No arraysort([arraynode], column_index_or_name, direction) Sorts an array.
Not specifying a column_index_or_name defaults to column_index_or_name = 0
No arraysum([arraynode], column_index_or_name) Gets the sum of an Array.
Not specifying a column_index_or_name defaults to column_index_or_name = 0
No arrayvalue([arraynode], row_index_or_name, column_index_or_name) Gets an individual value based on the row index or name of the row.
Not specifying a column_index_or_name defaults to column_index_or_name = 0
No arrayweightedaverage([arraynode], [weightnode], value_index) Calculates the weighted average of an array. Note the weight node can be another array (of the same length), or the row index to use as the weights array (in the same array). The weighted average is calculated for every row, the value_index specifies the row index value to retrieve
No arraycalculatedcolumn([arraynode], "calcname_1", "calculation_1", "calcname_2", "calculation_2") Creates a calculated column for the array. The calculation itself cannot be complicated, nor use Akumen specific functionality (eg periods etc). The calc engine will reject calculations like this. In every other way, the syntax is very similar to the Akumen formula language, with a couple of exceptions.
  • You can reference individual columns using the index of the column, e.g. [0] references column 0, or the name of the column (in square brackets).
  • Ensure the column name is exactly the same (including any underscores) from the preceding array viewer.
  • You can pass in single value nodes (such as time series, calculation results or numerics) into the calculated node, and reference it in exactly the same as any other node.
No arraysetcolumnnames("name")
OR
arraysetcolumnnames("col1", "col2")
Feed into the array to set the names of the columns. If only one input is detected, the array will dynamically allocate the column names using, in the example snippet to the left, name 0, name, 1, name, 2 etc.
No arraysetrownames("name")
OR
arraysetrownames("row1", "row2")
Feed into the array to set the names of the rows. If only one input is detected, the array will dynamically allocate the row names using, in the example snippet to the left, name 0, name, 1, name 2, etc.
No arrayfromcsv(names, first, second
row, 23, 24
row_2, 33, 44
)
Allows an array to be built from text pasted into the expression editor.
Note that this is not designed for huge arrays. YOU WILL RUN INTO PERFORMANCE ISSUES using this piece of functionality.
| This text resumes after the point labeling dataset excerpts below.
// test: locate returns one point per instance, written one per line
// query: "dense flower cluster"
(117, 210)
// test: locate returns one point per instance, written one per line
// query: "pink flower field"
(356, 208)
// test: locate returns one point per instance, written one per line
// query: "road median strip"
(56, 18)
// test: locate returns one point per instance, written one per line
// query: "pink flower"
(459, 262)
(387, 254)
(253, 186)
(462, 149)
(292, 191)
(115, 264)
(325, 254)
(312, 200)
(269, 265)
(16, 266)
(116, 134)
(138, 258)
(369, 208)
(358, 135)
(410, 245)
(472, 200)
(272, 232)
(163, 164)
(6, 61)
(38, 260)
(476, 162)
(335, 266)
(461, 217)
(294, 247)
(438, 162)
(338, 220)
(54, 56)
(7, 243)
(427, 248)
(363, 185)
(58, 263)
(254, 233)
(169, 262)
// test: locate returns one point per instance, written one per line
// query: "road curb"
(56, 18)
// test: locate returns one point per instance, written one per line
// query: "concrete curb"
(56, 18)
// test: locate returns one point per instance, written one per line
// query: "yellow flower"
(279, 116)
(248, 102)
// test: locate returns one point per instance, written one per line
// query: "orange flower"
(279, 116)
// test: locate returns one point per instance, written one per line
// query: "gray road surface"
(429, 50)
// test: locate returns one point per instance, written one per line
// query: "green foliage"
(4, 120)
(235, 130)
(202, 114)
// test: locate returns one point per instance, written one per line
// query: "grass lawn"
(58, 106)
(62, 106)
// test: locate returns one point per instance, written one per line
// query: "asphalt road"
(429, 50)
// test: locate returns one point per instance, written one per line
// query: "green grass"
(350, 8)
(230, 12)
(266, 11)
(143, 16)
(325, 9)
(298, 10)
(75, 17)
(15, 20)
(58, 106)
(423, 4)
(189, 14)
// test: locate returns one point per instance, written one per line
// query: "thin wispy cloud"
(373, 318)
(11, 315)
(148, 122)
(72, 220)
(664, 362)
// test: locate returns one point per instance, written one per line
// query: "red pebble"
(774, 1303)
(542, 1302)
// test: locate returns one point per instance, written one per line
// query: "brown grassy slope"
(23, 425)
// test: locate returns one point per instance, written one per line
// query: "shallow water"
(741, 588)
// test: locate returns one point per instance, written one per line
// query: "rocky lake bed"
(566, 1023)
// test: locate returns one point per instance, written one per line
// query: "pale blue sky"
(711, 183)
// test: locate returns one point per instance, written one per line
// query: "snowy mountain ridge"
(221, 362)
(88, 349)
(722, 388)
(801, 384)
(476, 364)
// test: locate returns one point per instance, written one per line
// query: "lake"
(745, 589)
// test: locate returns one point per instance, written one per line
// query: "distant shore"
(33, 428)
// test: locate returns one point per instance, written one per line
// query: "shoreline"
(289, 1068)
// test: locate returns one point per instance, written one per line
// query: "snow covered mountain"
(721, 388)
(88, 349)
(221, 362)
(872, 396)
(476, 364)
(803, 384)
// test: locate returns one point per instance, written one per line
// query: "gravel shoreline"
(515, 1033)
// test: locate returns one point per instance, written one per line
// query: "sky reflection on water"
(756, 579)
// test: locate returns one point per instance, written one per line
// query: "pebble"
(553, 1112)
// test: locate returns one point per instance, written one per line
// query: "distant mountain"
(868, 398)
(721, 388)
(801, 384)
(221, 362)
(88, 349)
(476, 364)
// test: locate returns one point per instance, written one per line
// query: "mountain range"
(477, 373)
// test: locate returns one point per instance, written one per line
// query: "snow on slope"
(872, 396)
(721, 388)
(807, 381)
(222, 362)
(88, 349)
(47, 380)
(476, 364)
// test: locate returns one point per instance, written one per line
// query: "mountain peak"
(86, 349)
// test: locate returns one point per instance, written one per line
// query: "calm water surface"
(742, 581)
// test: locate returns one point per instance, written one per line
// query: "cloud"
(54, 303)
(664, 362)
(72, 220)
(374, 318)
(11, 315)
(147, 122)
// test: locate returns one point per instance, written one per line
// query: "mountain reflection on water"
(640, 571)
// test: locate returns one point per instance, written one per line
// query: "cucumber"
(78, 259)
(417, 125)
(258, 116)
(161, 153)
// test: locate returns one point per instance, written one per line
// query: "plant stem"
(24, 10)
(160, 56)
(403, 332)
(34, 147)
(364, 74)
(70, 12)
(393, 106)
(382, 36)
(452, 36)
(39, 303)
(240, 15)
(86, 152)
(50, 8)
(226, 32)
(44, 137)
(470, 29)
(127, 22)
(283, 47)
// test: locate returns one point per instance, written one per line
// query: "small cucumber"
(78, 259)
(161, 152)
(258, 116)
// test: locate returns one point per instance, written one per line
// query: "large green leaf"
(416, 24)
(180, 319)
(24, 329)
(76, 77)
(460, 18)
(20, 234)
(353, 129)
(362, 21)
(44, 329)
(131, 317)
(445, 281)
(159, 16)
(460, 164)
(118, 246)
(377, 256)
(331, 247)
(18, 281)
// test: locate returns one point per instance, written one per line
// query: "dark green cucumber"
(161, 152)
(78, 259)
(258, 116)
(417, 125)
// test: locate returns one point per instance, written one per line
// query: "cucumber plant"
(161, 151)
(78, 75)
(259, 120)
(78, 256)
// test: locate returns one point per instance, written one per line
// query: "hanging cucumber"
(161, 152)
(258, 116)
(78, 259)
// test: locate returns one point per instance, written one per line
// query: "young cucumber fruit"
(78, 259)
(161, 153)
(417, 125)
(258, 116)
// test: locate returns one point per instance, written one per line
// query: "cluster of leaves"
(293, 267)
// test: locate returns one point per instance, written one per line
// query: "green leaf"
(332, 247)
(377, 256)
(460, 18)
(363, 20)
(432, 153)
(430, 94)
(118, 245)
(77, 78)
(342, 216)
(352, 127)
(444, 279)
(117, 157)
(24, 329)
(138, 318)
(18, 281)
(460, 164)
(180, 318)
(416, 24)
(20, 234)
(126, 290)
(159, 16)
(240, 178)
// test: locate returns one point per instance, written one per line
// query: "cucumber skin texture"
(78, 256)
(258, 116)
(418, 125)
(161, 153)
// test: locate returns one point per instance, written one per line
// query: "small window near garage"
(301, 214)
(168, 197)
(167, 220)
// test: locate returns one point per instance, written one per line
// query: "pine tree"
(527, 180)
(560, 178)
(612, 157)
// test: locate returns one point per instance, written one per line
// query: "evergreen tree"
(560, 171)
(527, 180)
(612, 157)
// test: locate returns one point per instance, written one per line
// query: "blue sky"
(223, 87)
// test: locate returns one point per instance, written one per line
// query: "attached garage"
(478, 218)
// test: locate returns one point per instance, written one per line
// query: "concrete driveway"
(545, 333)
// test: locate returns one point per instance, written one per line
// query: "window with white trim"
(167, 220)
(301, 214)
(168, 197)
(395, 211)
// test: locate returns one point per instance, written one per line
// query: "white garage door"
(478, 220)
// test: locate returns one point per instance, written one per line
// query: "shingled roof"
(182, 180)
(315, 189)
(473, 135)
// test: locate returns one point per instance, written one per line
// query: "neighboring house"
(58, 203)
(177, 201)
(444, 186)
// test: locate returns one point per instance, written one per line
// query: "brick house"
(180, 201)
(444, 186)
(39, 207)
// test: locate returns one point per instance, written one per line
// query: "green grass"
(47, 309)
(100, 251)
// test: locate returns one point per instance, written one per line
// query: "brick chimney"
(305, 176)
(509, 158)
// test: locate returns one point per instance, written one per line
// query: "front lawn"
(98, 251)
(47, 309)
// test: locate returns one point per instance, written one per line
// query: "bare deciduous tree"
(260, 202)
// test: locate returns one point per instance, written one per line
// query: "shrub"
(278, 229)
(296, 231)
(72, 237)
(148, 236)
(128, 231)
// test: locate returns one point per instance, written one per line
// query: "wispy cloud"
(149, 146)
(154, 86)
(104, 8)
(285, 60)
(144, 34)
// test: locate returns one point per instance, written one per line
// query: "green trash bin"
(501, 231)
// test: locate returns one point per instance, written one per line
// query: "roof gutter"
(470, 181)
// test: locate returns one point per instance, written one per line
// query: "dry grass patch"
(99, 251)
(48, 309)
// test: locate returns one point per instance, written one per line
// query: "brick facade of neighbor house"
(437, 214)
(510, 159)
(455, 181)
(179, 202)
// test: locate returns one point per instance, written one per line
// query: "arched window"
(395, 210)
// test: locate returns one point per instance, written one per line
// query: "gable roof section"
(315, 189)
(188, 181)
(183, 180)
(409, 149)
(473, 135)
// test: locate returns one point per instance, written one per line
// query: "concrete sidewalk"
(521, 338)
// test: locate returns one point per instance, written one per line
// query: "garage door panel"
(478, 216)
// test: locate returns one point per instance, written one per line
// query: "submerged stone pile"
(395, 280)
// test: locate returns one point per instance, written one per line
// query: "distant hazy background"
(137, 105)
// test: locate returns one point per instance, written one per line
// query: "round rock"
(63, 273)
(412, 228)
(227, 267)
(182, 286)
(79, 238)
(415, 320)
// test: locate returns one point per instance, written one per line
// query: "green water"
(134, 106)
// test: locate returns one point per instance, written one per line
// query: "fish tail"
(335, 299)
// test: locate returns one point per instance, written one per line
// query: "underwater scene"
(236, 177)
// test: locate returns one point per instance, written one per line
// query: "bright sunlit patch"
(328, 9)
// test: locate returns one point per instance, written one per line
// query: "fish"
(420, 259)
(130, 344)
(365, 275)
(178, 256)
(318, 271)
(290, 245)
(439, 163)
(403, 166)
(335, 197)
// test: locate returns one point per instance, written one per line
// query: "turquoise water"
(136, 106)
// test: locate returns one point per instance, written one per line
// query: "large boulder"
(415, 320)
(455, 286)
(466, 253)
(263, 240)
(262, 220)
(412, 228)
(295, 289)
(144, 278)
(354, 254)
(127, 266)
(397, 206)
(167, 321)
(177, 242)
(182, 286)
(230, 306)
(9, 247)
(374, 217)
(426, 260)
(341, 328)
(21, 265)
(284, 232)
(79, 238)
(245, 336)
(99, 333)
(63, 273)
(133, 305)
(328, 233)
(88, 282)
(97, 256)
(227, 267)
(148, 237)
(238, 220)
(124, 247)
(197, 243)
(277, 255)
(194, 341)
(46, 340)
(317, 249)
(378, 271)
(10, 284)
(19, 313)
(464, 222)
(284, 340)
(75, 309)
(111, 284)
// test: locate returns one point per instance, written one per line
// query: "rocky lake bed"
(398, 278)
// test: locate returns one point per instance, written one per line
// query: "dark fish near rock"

It is designed to quickly spin up a demo, or for small inputs to perform operations on.
Also note that the data entered into the calculation node’s formula window is interpreted as a CSV and thus needs to be separated on different lines as shown in the example to the left.
No arrayconcat([first_array], [second_array]) Joins two arrays together by column. The row names will be the row names of the first array (and they must have an equal number of rows). The columns of the second array will be appended to the columns of the first array, and a new array created. To append the rows of one array to another, simply add the two arrays to an array() calc. The number of columns must match in this case.
No arraydeletecolumn([arraynode], first_column, second_column) Deletes one or more columns from the array, returning new array.